Concrete’s ability to heal reduces the need to detect and repair cracks that may otherwise lead to corrosion of reinforcement and deterioration of the concrete. This reduces costs, while boosting durability.
Many concrete elements crack without there being any concern; some are even designed to crack. But for some elements, the avoidance, repair, or self-healing of cracks is of benefit. This is particularly true when steel reinforcement is present, such as in much large-scale infrastructure. In such concrete, the presence of unplanned cracks may raise the risk of corrosion of the reinforcement and subsequent deterioration of the concrete.
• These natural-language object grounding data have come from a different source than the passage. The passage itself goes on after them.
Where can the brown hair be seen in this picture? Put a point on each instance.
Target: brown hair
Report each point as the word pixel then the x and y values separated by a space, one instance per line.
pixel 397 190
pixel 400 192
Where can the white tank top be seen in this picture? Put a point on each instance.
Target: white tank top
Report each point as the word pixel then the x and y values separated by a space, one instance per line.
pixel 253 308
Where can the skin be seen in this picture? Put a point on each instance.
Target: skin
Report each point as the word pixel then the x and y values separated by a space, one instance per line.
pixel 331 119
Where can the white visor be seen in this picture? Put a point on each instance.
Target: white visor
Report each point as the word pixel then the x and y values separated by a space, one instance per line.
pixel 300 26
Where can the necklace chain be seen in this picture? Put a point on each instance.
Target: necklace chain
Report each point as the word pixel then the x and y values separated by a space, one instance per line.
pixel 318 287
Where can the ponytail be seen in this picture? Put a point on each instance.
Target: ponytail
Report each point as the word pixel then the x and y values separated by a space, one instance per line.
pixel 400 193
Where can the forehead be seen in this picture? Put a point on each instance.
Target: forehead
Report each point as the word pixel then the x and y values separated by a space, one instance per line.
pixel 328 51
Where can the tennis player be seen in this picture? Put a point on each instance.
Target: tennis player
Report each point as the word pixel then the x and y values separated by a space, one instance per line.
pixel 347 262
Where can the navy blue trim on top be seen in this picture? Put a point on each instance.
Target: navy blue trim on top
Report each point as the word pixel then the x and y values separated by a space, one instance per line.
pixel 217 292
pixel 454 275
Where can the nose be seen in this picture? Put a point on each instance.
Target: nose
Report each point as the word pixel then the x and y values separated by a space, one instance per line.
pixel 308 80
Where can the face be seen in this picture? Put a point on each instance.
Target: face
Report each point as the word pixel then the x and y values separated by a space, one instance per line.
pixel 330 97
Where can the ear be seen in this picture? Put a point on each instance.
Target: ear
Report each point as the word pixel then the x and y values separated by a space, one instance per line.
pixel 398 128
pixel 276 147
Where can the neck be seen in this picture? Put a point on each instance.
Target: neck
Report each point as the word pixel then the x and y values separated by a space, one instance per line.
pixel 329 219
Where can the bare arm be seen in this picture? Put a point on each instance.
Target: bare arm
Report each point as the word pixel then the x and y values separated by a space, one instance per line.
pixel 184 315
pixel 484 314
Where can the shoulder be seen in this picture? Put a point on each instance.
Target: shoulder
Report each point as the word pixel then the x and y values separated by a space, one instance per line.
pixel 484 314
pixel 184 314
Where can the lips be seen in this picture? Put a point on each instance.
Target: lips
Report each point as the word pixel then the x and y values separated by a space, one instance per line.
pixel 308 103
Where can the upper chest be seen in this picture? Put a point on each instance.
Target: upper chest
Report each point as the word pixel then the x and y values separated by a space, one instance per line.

Traditional concrete, if in contact with water, has a mechanism for self-healing called autogenous healing. It has this capacity because unhydrated cement remains present in the matrix. When water contacts the unhydrated cement, further hydration occurs and ‘heals’ the crack. Recent research has however aimed at furthering concrete’s self-healing properties. This includes the use of:
- Superabsorbent polymers (SAP), or hydrogels, which can take up a large amount of fluid (up to 500 times their own weight) and to retain it in their structure without dissolving. When cracks occur, SAP are exposed to the environment and swell, partly sealing the crack. After swelling, SAP particles desorb and provide the fluid to the surrounding matrix for internal curing, further hydration, and the precipitation of CaCO3. In this way, cracks may close completely
- Micro-organisms that precipitate calcium carbonate. These organisms are embedded in the concrete matrix after immobilisation on diatomaceous earth in microcapsules or in SAP and will start the precipitation of CaCO3 when a crack occurs. Through this process, the bacterial cell will be coated with a layer of calcium carbonate, resulting in crack filling
- Encapsulated polymers that break open during cracking, releasing their content. Due to capillary action, the agent will flow into the crack. After reaction, the crack faces are bonded together, healing the crack.
Self-healing concretes reduce the need to detect and repair cracks and are one strategy to address corrosion risk. This has social, economic, and environmental benefits, as overcoming/reducing the need for maintenance and/or increasing longevity reduces disruption, as well as the cost and use of materials.